As a 10-year-old, Michael Jackson mimicked adult emotions, like most child performers. As a teenager, he was able to reach places most mature singers can’t touch. Jackson’s first four solo albums — released from 1972 to 1975, between his 13th and 17th birthdays — document his transition from boy wonder to precocious teen.
This triple-disc anthology shows that Motown didn’t always know what to do with a kid who could wail like James Brown but competed for fans with Donny Osmond. Jackson’s early solo records spanned Fifties rock & roll (his smash remake of “Rockin’ Robin”) and funk (the protodisco “Dapper-Dan”) but favored campy puppy-love ballads. Liberace-esque piano flourishes make Jackson’s cover of “Too Young” even tackier than Osmond’s.
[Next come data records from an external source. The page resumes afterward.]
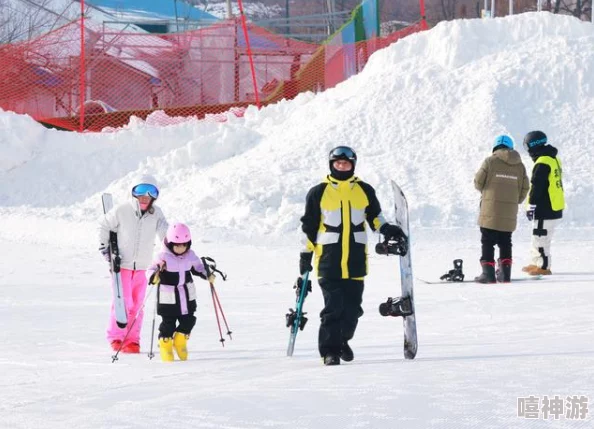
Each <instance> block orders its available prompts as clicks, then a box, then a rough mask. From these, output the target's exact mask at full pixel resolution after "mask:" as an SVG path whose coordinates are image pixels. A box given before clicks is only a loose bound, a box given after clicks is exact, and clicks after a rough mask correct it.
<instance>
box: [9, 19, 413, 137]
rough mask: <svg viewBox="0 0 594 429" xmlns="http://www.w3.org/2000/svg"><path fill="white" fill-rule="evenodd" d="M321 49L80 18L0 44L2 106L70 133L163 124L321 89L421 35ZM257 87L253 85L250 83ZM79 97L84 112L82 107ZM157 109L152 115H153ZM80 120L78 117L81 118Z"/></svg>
mask: <svg viewBox="0 0 594 429" xmlns="http://www.w3.org/2000/svg"><path fill="white" fill-rule="evenodd" d="M421 29H422V27H421V26H420V24H416V25H414V26H411V27H409V28H406V29H404V30H400V31H399V32H397V33H394V34H392V35H390V36H388V37H386V38H374V39H371V40H367V41H364V42H358V43H350V44H349V43H347V44H344V43H340V42H336V43H332V42H329V43H328V44H325V45H318V44H313V43H306V42H301V41H297V40H294V39H288V38H285V37H282V36H279V35H276V34H273V33H271V32H269V31H267V30H265V29H263V28H260V27H256V26H254V25H250V24H248V25H247V36H248V37H247V39H249V45H250V47H251V49H250V51H251V55H252V57H251V58H252V61H253V70H254V73H255V74H254V75H252V68H251V67H250V61H249V58H248V40H246V36H245V35H246V33H245V32H244V30H243V29H242V27H241V22H240V21H239V20H228V21H223V22H221V23H218V24H216V25H212V26H210V27H206V28H202V29H200V30H194V31H188V32H184V33H173V34H165V35H155V34H149V33H145V32H130V31H129V30H128V32H124V31H122V30H120V29H118V28H115V27H110V26H108V25H102V24H97V23H95V22H92V21H89V20H84V50H83V49H82V46H83V45H82V44H81V39H82V34H81V22H80V21H75V22H72V23H71V24H69V25H66V26H64V27H61V28H59V29H57V30H55V31H53V32H51V33H48V34H45V35H43V36H41V37H38V38H37V39H34V40H30V41H28V42H22V43H16V44H8V45H2V46H0V107H1V108H2V109H4V110H11V111H14V112H17V113H23V114H28V115H30V116H32V117H33V118H34V119H36V120H39V121H41V122H43V123H46V124H49V125H52V126H56V127H59V128H63V129H68V130H77V131H80V130H82V128H84V129H86V130H91V131H99V130H102V129H104V128H106V127H112V128H117V127H120V126H123V125H125V124H127V123H128V122H129V120H130V117H132V116H137V117H139V118H142V119H146V120H152V121H153V122H155V123H159V124H163V125H167V124H170V123H175V122H178V121H180V120H181V119H179V117H189V116H194V117H198V118H204V117H205V116H206V115H209V114H210V115H214V116H211V117H212V118H214V119H215V120H224V116H220V115H219V116H217V115H216V114H220V113H223V112H226V111H228V110H230V109H232V108H235V109H232V112H233V113H235V114H236V115H241V114H242V109H245V107H247V106H248V105H250V104H256V99H258V101H259V103H260V104H261V105H265V104H269V103H272V102H275V101H278V100H280V99H282V98H289V99H290V98H293V97H295V96H296V95H297V94H298V93H300V92H303V91H315V92H318V91H322V90H324V89H326V88H330V87H332V86H335V85H336V84H337V83H339V82H342V81H343V80H345V79H347V78H348V77H350V76H352V75H353V74H356V73H358V72H359V71H360V70H361V69H362V68H363V66H364V65H365V63H366V62H367V59H368V58H369V56H370V55H371V54H372V53H373V52H375V51H376V50H377V49H381V48H382V47H385V46H387V45H388V44H389V43H391V42H393V41H395V40H397V39H398V38H401V37H404V36H405V35H407V34H410V33H413V32H416V31H420V30H421ZM254 82H255V85H254ZM83 100H84V108H82V107H83V106H81V104H82V103H83ZM155 112H158V113H155ZM81 114H82V120H81V116H80V115H81Z"/></svg>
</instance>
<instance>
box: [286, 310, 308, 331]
mask: <svg viewBox="0 0 594 429" xmlns="http://www.w3.org/2000/svg"><path fill="white" fill-rule="evenodd" d="M306 314H307V313H305V312H304V313H301V320H299V330H300V331H303V328H305V324H306V323H307V317H305V315H306ZM285 318H286V319H287V328H291V329H292V327H293V325H295V319H296V318H297V312H296V311H295V310H293V309H292V308H289V312H288V313H287V314H286V315H285Z"/></svg>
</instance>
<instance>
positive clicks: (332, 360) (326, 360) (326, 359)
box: [324, 354, 340, 366]
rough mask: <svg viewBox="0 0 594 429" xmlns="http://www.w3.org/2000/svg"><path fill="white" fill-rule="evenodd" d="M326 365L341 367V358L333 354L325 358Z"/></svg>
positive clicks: (325, 364)
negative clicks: (340, 361) (339, 357)
mask: <svg viewBox="0 0 594 429" xmlns="http://www.w3.org/2000/svg"><path fill="white" fill-rule="evenodd" d="M324 365H327V366H330V365H340V358H339V357H338V356H336V355H333V354H328V355H326V356H324Z"/></svg>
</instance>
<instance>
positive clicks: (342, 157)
mask: <svg viewBox="0 0 594 429" xmlns="http://www.w3.org/2000/svg"><path fill="white" fill-rule="evenodd" d="M337 159H346V160H348V161H356V160H357V154H356V153H355V151H354V150H353V149H351V148H350V147H347V146H338V147H336V148H334V149H332V150H331V151H330V160H331V161H334V160H337Z"/></svg>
But the best songs are anything but cute: Jackson summoned pains beyond the realm of adolescent experience on his aching cover of “Ain’t No Sunshine.” The rage he brought to sophisticated soul melodramas like “What Goes Around Comes Around” foreshadows the moral ambiguities of “Billie Jean.” And no other vocalist could’ve turned a celebration of a pet rat into a chart-topping declaration of love between outcasts: Thirty-seven years after its release, Jackson’s first Number One solo hit, “Ben,” remains eerie and extraordinary.